I guess not.  That’s not an open avenue in the U.S.

In the U.K., it’s a viable option.  But the issue of credibility doesn’t weigh so heavily there.

"Never Be Lonely" and "Sewn" are hits in anybody’s book.  Will they make it on Top Forty radio here?  I doubt it.  And if they do, the Feeling will be seen as empty as Jessica Simpson and the other airheads.

We loved not only 10cc, but Stories and so many other bands that made/played melodic rock.  Hell, what about Badfinger?  Hell, what about the BEATLES!

If the Beatles were debuting in America today, they’d be seen as a joke.
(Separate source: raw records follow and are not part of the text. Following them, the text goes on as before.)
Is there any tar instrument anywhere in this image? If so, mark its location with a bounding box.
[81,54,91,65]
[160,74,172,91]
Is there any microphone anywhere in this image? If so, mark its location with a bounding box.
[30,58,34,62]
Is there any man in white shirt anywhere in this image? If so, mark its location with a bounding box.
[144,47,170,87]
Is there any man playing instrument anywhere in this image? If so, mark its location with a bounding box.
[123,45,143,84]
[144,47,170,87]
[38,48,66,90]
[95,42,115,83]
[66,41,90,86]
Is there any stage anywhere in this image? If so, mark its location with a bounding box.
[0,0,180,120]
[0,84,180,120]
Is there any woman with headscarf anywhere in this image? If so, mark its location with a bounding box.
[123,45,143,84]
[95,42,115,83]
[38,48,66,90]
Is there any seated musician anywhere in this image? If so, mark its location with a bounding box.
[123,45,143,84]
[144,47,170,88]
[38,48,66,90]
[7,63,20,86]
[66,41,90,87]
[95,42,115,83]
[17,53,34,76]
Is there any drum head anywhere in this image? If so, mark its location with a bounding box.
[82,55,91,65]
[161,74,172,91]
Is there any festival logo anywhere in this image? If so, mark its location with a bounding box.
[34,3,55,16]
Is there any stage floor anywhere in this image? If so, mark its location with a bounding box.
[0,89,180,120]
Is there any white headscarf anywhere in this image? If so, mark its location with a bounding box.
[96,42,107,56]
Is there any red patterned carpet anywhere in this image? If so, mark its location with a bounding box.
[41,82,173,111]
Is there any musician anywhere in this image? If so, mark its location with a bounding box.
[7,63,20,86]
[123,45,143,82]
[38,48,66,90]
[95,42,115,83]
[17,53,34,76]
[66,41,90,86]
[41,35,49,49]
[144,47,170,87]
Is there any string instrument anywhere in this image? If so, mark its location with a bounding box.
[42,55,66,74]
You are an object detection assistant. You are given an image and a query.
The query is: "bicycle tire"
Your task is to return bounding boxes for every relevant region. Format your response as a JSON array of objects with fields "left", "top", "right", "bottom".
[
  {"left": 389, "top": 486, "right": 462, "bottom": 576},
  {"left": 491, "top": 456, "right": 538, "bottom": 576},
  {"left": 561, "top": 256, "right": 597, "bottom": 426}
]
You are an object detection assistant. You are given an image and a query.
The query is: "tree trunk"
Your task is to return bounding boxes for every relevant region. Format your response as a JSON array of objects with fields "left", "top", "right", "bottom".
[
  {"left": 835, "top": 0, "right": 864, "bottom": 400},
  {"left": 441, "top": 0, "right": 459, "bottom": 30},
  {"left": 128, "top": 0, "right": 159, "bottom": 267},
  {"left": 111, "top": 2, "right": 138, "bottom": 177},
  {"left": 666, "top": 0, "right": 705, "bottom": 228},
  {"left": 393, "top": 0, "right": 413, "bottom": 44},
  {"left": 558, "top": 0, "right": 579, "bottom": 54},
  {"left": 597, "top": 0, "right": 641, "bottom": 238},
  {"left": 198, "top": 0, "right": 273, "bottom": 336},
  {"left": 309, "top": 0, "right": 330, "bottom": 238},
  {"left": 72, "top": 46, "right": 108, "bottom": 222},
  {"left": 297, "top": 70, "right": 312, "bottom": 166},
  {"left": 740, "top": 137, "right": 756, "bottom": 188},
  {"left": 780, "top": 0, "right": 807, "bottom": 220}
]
Then again, if they were playing the Key Club, they would have demonstrated some personality, some cheekiness, an identity/loop for us to grab our velcro hooks onto.  Whereas the Feeling slid right off of us.

Some magic music.  It’s right there in the record/disc/MP3.  Hear it twice and you not only want to hear it more, you find yourself singing the tunes all through the day, and wake up with them on your lips.  Can you say the same about what is paraded as credible in the U.S?